My main takeaway was that despite studying almost every day and for most of the daylight hours for six weeks, the amount of information we don’t know is stunning in scope. I literally don’t know anything.
I’m told that never changes.
One thing that does change, quickly, is the perception of your friends and family. They think you know stuff. They’re wrong, but that won’t stop some of them from asking you about their ailments. Last week while I was studying, I got a phone call from a friend.
Friend: “Hey! I know you have a test soon but I have a question. So I have this rash…”
Uh oh. I tried to slam the door. “You do know that I have been in medical school like six weeks, right?”
“Yeah, but you mentioned you were doing a skin unit so I thought I’d ask.”
I told him that the odds I knew what was going on with his rash were less than one percent. This was truth. I also had zero desire to hear about anything involving the word “pustules” or “weeping.”
Apparently I had no choice. My friend proceeded to describe a disgusting-sounding erythematous, swollen, and ulcerated rash on the back of his leg. (I actually don’t know what “erythematous” means, but I’ve never heard a rash described without that word, so I threw it in there.)
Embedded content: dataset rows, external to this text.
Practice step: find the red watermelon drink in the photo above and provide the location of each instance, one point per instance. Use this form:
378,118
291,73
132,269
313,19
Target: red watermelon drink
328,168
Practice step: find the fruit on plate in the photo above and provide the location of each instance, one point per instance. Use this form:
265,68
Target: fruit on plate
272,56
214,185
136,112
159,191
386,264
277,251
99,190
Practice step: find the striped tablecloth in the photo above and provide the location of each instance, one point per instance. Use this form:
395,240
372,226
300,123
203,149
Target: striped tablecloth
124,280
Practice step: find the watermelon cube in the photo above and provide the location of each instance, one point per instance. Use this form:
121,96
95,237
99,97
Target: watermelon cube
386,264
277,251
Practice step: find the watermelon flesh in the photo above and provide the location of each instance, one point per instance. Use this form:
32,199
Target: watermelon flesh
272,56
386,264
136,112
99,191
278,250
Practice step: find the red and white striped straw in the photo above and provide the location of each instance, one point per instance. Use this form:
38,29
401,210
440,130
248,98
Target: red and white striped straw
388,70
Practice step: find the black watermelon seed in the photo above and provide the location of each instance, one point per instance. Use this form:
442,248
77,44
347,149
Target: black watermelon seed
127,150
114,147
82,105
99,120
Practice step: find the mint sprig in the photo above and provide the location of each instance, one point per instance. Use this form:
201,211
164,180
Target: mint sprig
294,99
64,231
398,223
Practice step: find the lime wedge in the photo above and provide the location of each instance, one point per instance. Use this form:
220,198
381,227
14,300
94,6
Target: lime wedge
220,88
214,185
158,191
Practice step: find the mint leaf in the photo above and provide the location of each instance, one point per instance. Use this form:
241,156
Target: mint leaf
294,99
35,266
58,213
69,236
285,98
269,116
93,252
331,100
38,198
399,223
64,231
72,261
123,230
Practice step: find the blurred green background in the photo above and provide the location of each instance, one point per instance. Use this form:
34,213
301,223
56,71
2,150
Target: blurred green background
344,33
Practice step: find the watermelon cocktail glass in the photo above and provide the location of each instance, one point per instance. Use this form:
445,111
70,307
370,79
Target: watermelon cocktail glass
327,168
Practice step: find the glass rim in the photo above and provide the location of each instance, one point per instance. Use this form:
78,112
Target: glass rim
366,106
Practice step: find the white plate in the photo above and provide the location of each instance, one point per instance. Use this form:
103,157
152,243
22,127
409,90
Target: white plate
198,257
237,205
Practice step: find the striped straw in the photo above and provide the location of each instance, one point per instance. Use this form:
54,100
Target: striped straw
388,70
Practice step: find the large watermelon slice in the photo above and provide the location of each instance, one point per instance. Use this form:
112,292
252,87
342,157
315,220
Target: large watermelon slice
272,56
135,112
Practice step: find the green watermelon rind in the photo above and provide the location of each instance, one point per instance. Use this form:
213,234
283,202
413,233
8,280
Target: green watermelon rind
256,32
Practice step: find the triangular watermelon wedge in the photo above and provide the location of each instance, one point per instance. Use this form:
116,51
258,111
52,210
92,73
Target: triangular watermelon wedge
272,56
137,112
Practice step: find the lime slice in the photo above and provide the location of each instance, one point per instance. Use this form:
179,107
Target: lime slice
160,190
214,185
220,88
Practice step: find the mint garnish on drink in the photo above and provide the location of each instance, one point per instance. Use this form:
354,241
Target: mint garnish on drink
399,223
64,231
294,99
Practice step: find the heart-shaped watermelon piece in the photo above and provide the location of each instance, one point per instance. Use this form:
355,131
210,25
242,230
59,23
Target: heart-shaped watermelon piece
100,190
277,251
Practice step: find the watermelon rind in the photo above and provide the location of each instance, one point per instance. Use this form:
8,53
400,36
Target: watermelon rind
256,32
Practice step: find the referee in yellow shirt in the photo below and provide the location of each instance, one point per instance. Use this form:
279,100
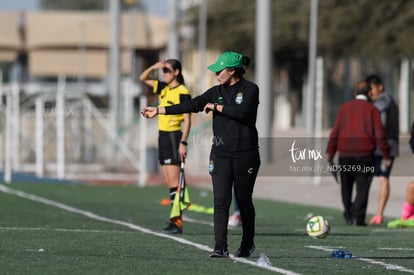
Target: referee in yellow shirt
173,129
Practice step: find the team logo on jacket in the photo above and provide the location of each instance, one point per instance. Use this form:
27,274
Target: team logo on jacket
211,166
239,98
“So do you have any idea what it is?” my friend asked. “I can send you a picture…”
Of course, I had no clue what it was. But I do know a couple things now about pretending to be a doctor, and one of them is asking questions.
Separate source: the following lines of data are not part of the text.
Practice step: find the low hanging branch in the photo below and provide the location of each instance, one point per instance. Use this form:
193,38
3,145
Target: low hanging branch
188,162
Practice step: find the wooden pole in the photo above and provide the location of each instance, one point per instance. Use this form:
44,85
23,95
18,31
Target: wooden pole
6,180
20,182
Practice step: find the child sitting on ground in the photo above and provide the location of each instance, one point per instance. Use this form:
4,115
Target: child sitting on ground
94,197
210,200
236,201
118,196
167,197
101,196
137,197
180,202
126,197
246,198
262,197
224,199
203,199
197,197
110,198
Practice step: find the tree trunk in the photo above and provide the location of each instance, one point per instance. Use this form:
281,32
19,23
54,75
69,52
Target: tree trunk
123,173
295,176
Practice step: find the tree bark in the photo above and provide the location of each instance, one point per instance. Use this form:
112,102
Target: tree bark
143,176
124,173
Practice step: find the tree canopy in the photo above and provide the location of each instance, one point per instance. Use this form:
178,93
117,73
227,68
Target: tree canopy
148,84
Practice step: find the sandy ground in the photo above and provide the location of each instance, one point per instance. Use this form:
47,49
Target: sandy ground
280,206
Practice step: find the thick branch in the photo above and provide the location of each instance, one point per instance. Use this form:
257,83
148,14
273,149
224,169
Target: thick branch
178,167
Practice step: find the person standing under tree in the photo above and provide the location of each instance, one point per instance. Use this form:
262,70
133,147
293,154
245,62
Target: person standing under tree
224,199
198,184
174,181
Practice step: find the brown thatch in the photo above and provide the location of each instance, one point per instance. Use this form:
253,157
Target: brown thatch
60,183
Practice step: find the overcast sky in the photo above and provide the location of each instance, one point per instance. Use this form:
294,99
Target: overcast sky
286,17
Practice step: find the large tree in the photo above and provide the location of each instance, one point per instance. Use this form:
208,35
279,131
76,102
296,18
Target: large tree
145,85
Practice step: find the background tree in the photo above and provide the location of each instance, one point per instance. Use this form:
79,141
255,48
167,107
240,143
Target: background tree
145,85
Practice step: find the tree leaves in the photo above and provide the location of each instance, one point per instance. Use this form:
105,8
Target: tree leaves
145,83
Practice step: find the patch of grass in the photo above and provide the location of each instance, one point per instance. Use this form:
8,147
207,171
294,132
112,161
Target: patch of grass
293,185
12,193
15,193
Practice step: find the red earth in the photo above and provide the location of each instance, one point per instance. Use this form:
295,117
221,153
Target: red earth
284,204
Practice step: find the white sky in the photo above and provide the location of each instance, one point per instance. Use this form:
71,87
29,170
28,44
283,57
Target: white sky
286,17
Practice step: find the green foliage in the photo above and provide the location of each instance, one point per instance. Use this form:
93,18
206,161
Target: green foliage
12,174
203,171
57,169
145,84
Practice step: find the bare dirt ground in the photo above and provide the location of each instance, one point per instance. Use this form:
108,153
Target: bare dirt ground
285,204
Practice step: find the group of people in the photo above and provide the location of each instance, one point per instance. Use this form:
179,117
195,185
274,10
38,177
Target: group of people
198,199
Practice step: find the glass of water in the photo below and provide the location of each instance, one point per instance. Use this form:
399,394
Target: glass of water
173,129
“Hmm. Do you have high blood sugar?” I asked.
“What? No. Why would you ask that?”
“What about low blood sugar?”
“NATE I DO NOT HAVE BLOOD SUGAR PROBLEMS. What is wrong with you?”
I thought for a second.
“You have colon cancer.”
Silence on the other end of the line. I wished I could see his face. He eventually croaked out an “uh, what?”
I obviously wasn’t being serious, but it took him a second.
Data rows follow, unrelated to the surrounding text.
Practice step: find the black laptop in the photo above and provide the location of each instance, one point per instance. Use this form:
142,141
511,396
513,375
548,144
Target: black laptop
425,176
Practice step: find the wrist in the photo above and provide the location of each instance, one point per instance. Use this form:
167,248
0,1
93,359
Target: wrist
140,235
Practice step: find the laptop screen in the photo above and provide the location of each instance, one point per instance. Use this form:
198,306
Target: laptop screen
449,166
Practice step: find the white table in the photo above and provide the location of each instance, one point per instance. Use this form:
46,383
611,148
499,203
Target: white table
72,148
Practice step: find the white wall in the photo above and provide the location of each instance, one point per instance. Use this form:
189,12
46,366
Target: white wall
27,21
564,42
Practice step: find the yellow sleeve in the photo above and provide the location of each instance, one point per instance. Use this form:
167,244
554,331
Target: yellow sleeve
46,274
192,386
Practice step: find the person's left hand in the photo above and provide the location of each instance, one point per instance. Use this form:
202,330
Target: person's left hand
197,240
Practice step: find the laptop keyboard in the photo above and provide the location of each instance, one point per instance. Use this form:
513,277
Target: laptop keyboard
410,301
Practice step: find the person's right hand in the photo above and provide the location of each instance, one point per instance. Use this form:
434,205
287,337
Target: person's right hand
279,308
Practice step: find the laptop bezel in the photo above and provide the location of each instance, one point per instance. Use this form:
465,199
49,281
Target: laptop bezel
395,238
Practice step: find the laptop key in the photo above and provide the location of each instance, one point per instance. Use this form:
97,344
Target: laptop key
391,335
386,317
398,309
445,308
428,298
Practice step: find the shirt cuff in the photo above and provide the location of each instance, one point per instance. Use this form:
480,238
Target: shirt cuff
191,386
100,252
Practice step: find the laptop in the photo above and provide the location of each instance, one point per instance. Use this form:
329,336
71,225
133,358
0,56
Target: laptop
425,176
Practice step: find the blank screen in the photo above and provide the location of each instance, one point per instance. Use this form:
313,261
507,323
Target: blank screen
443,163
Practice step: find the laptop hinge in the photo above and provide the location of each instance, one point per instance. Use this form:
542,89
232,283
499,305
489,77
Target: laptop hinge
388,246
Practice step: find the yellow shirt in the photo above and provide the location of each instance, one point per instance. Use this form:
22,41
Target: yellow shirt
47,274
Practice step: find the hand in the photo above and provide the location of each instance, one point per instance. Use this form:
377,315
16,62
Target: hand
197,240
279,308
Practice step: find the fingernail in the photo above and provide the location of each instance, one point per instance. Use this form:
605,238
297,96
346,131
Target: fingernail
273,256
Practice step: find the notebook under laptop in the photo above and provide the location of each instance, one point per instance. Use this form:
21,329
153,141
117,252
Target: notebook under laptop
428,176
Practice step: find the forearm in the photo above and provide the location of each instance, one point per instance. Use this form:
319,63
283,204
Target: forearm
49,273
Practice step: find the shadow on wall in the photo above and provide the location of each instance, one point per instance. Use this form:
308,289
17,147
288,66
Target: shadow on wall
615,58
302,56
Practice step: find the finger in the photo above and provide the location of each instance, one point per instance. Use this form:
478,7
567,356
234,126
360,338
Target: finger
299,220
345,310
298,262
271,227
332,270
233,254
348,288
I told him that I only know of two diseases that exist – diabetes and colon cancer. He had just ruled out diabetes. As far as I know, there are no other diseases you can get, because we haven’t learned them yet.
My friend swore and hung up on me. Nice catching up, bro.
Full disclosure: I didn’t come up with the joke myself – I maybe stole the idea from a YouTube video (obviously) about first-year medical students taking a patient history.
Moral of the story: ask me for medical advice at your peril. Also, after an exhausting two-day test, we don’t know anything. But hey, we know we don’t know.